Sunday, September 15, 2013

Sunday Night.

Felt physically fine all weekend, so again it would appear that the first week's troubles, if indeed they were being caused by anything besides simply starting chemotherapy, were most likely related to the zolendric acid.

Went out to dinner with friends last night which was great -- we went to Izakaya Den, one of my favorite restaurants in town and where I don't think we've been since before Ariana was born.  Going out and socializing, even though we talked quite a bit about my status, helped me feel more "normal."  It's just too easy to feel like you're living in isolation staying home, or just doing things family-only.  I miss that balance I had, miss the activities like being a Dive Guide at the Aquarium that used to get me out and about more.

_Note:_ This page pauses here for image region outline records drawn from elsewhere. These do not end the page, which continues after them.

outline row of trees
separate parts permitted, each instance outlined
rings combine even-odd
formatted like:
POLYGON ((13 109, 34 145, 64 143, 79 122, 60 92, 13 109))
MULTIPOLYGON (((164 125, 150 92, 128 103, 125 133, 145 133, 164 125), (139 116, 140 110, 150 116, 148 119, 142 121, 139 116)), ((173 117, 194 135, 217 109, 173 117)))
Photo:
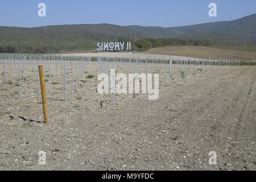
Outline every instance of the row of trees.
MULTIPOLYGON (((183 40, 174 38, 163 39, 118 39, 117 42, 131 42, 131 48, 133 51, 143 51, 152 48, 163 46, 208 46, 213 44, 212 41, 207 40, 183 40)), ((56 44, 56 43, 55 43, 56 44)), ((26 43, 24 43, 26 44, 26 43)), ((78 51, 96 49, 96 43, 90 41, 62 41, 56 46, 45 42, 44 44, 37 46, 36 44, 30 44, 29 46, 22 46, 23 44, 16 46, 0 46, 0 53, 46 53, 59 52, 60 51, 78 51)))
POLYGON ((14 46, 0 46, 0 53, 15 53, 16 48, 14 46))

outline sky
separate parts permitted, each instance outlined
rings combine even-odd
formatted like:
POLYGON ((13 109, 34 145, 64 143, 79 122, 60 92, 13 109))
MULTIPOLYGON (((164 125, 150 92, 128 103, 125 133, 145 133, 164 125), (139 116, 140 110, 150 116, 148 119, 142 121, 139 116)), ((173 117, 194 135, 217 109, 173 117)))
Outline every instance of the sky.
POLYGON ((1 0, 0 26, 109 23, 120 26, 176 27, 232 20, 256 13, 255 0, 1 0), (38 4, 46 6, 39 17, 38 4), (210 17, 210 3, 217 17, 210 17))

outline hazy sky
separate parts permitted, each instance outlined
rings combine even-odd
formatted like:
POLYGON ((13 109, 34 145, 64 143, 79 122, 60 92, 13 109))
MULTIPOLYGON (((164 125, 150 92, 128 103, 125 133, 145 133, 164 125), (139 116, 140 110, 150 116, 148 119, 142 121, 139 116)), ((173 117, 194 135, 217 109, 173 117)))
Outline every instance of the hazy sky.
POLYGON ((110 23, 174 27, 230 20, 256 13, 256 0, 1 0, 0 26, 110 23), (38 5, 46 5, 46 17, 38 5), (217 4, 217 17, 208 5, 217 4))

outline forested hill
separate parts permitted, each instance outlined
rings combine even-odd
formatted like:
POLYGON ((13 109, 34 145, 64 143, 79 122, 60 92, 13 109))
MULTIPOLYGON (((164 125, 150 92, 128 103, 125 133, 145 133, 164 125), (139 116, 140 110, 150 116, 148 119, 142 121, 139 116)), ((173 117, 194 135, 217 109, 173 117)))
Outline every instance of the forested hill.
POLYGON ((0 52, 95 49, 98 42, 123 40, 131 41, 139 50, 172 45, 256 44, 256 14, 232 21, 170 28, 109 24, 0 26, 0 52))

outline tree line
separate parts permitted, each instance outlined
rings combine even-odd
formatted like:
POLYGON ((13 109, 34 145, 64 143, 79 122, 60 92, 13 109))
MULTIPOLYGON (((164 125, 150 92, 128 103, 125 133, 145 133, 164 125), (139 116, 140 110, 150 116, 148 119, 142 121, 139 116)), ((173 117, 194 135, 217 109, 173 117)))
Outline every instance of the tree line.
MULTIPOLYGON (((152 48, 174 46, 208 46, 213 44, 213 42, 208 40, 184 40, 175 38, 142 39, 119 38, 115 40, 117 42, 131 42, 133 51, 143 51, 152 48)), ((55 43, 56 44, 56 43, 55 43)), ((60 51, 73 51, 81 50, 96 49, 96 43, 94 41, 76 41, 71 43, 69 41, 62 40, 56 46, 45 42, 40 46, 30 43, 26 45, 22 43, 17 45, 0 46, 0 53, 57 53, 60 51), (57 48, 57 47, 58 47, 57 48)), ((126 51, 125 49, 125 51, 126 51)))

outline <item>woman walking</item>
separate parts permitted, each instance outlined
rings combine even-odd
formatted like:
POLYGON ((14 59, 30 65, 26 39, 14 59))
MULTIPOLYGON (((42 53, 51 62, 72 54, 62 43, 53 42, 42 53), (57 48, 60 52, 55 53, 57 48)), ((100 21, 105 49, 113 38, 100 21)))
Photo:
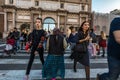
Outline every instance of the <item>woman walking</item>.
POLYGON ((25 80, 29 80, 30 69, 36 53, 39 54, 42 65, 44 64, 44 58, 43 58, 44 49, 42 46, 43 40, 41 39, 42 37, 45 37, 45 31, 42 29, 42 19, 37 18, 35 25, 36 25, 35 29, 31 33, 31 36, 32 36, 31 53, 30 53, 30 59, 27 65, 25 80))
MULTIPOLYGON (((89 22, 84 21, 80 26, 78 33, 76 35, 76 45, 84 43, 84 46, 87 48, 89 43, 89 22)), ((74 51, 74 72, 76 72, 77 62, 85 66, 86 80, 90 80, 90 64, 89 64, 89 53, 88 49, 85 52, 75 52, 74 51)))
POLYGON ((65 76, 64 50, 67 47, 65 38, 59 29, 53 30, 53 35, 47 39, 48 56, 42 69, 42 77, 47 80, 63 80, 65 76))
MULTIPOLYGON (((99 37, 98 44, 99 44, 100 48, 102 48, 102 52, 103 52, 102 57, 105 57, 105 49, 106 49, 106 46, 107 46, 106 41, 107 41, 106 34, 105 34, 104 31, 101 31, 101 35, 99 37)), ((100 54, 100 50, 98 51, 98 55, 99 54, 100 54)))

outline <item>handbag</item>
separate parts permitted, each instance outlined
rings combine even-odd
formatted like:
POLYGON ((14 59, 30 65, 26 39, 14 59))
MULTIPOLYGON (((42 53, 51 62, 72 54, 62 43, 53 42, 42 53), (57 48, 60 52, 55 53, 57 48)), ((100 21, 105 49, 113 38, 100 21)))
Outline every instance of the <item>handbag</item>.
POLYGON ((74 46, 73 51, 78 52, 78 53, 86 53, 87 47, 86 47, 84 42, 83 43, 79 43, 79 44, 76 44, 74 46))

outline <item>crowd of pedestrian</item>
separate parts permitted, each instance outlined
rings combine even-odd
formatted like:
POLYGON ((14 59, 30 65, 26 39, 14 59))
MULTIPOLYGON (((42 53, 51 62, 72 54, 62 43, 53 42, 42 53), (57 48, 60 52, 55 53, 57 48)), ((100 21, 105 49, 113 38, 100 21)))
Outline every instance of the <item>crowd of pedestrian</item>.
MULTIPOLYGON (((52 32, 47 32, 43 30, 42 19, 37 18, 35 21, 35 27, 32 31, 23 29, 21 32, 19 32, 16 27, 9 31, 6 38, 7 45, 5 52, 9 56, 11 56, 11 53, 16 54, 16 52, 20 49, 25 49, 30 53, 25 80, 29 80, 31 66, 36 54, 39 54, 40 61, 42 63, 43 79, 63 80, 65 77, 64 51, 69 45, 71 50, 69 58, 74 61, 73 71, 77 72, 76 65, 77 62, 79 62, 85 67, 86 80, 90 80, 90 58, 96 59, 97 56, 101 54, 101 51, 101 57, 105 57, 107 52, 106 34, 104 31, 101 31, 101 34, 98 37, 95 34, 94 29, 90 29, 88 21, 84 21, 79 27, 78 31, 74 26, 70 26, 69 29, 71 30, 71 33, 68 37, 58 28, 53 29, 52 32), (44 50, 48 52, 46 59, 44 59, 44 50)), ((110 35, 112 34, 110 33, 110 35)), ((111 41, 111 39, 109 39, 109 41, 111 41)), ((119 47, 118 44, 116 45, 119 47)), ((110 48, 111 47, 108 47, 108 53, 110 53, 110 56, 112 57, 110 48)), ((111 57, 109 57, 108 60, 112 60, 111 57)), ((98 77, 100 77, 100 80, 104 80, 102 79, 102 76, 98 77)), ((105 80, 116 79, 111 78, 105 80)))

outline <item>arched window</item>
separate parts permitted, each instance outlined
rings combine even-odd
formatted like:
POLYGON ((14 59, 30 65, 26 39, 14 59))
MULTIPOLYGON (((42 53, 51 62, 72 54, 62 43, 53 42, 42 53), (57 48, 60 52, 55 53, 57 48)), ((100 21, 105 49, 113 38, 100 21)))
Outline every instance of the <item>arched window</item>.
POLYGON ((106 26, 102 27, 102 31, 106 32, 106 26))
POLYGON ((46 31, 51 31, 55 28, 55 21, 52 18, 46 18, 43 23, 43 29, 46 31))

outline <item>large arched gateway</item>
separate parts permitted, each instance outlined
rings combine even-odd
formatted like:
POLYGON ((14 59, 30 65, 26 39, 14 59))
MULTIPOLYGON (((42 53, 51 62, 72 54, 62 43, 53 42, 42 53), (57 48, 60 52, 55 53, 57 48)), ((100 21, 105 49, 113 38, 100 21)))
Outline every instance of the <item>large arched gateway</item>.
POLYGON ((43 29, 46 31, 51 31, 55 28, 55 20, 52 18, 45 18, 43 22, 43 29))

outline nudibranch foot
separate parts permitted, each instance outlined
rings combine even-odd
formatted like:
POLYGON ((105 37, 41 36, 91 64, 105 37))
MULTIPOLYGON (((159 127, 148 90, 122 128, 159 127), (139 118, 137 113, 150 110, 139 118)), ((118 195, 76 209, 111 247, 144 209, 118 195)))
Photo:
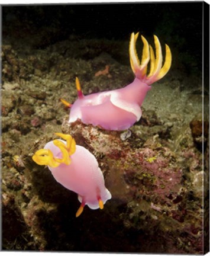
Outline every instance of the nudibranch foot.
POLYGON ((66 101, 65 100, 61 98, 60 99, 60 101, 64 104, 65 105, 65 106, 69 108, 70 108, 70 107, 72 107, 72 104, 69 103, 68 103, 67 101, 66 101))
POLYGON ((111 194, 105 186, 96 159, 85 148, 76 145, 70 135, 55 134, 65 140, 48 142, 34 153, 33 159, 38 165, 47 165, 59 183, 79 195, 81 205, 76 217, 86 204, 92 209, 103 209, 111 194))

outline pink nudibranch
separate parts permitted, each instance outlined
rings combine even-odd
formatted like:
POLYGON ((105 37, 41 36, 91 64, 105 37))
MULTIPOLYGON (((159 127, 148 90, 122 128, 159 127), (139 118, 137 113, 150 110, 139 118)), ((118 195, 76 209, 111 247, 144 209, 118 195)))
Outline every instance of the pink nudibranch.
POLYGON ((165 61, 162 66, 162 51, 157 37, 154 36, 154 55, 152 47, 141 36, 144 46, 140 62, 135 49, 138 36, 138 33, 131 34, 129 46, 131 66, 135 76, 134 81, 121 89, 84 95, 79 79, 76 78, 77 100, 72 105, 62 100, 64 104, 71 108, 69 123, 80 119, 85 124, 98 126, 105 130, 123 130, 140 120, 140 107, 151 89, 150 85, 162 78, 169 71, 172 54, 169 47, 166 44, 165 61), (147 74, 150 61, 150 71, 147 74))
POLYGON ((33 159, 40 165, 47 165, 58 183, 77 194, 81 204, 76 217, 82 213, 85 204, 92 209, 103 209, 111 194, 105 186, 96 159, 86 149, 76 145, 70 135, 56 135, 66 141, 48 142, 44 149, 34 153, 33 159))

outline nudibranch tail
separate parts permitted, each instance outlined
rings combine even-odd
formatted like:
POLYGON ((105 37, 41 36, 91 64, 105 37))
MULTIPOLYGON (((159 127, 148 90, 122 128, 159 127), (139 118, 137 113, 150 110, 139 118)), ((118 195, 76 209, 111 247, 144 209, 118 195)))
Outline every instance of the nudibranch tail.
POLYGON ((66 101, 65 100, 61 98, 60 99, 60 101, 64 104, 65 105, 66 107, 67 107, 68 108, 70 108, 72 107, 72 104, 69 103, 68 103, 67 101, 66 101))
POLYGON ((71 160, 70 156, 76 151, 76 142, 69 135, 56 133, 56 135, 66 140, 66 145, 59 140, 54 140, 53 143, 57 146, 62 153, 62 158, 57 158, 53 156, 49 149, 40 149, 32 156, 32 159, 40 165, 49 165, 50 167, 58 167, 60 164, 70 165, 71 160))
POLYGON ((166 44, 165 62, 162 66, 162 50, 158 37, 155 35, 154 36, 156 49, 154 54, 153 47, 148 44, 147 40, 141 36, 144 46, 140 62, 135 48, 138 36, 138 33, 135 34, 133 33, 131 36, 129 54, 131 69, 137 78, 143 81, 147 84, 150 85, 162 78, 169 71, 172 63, 172 53, 169 47, 166 44), (150 61, 150 72, 148 75, 147 75, 147 65, 150 61))

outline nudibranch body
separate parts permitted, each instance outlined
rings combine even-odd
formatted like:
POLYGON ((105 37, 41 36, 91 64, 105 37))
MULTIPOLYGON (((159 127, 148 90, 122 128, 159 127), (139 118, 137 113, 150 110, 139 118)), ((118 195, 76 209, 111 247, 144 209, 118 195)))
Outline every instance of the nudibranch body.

Emotionally it's been a little hard this weekend -- while I've kind of settled into things my wife is having a rough weekend and it's been tough to battle through it -- this is just one of the fucked up parts of this whole deal I guess.  We're all human and have to deal with this in our own ways, and it's difficult, especially when you need lower stress and positivity around you, to not get it from people.  And you can't be upset about it because they are going through just as hard a time as you are, even if they don't have cancer themselves.  Frustrating, for sure.

I've had an old friend, one of the friends I went to dinner with last night and a neighbor all tell me positive stories about people they know with multiple myeloma in the last few days, and surviving it.  I want to believe, and I kind of do, I think?  It's just hard to see right now.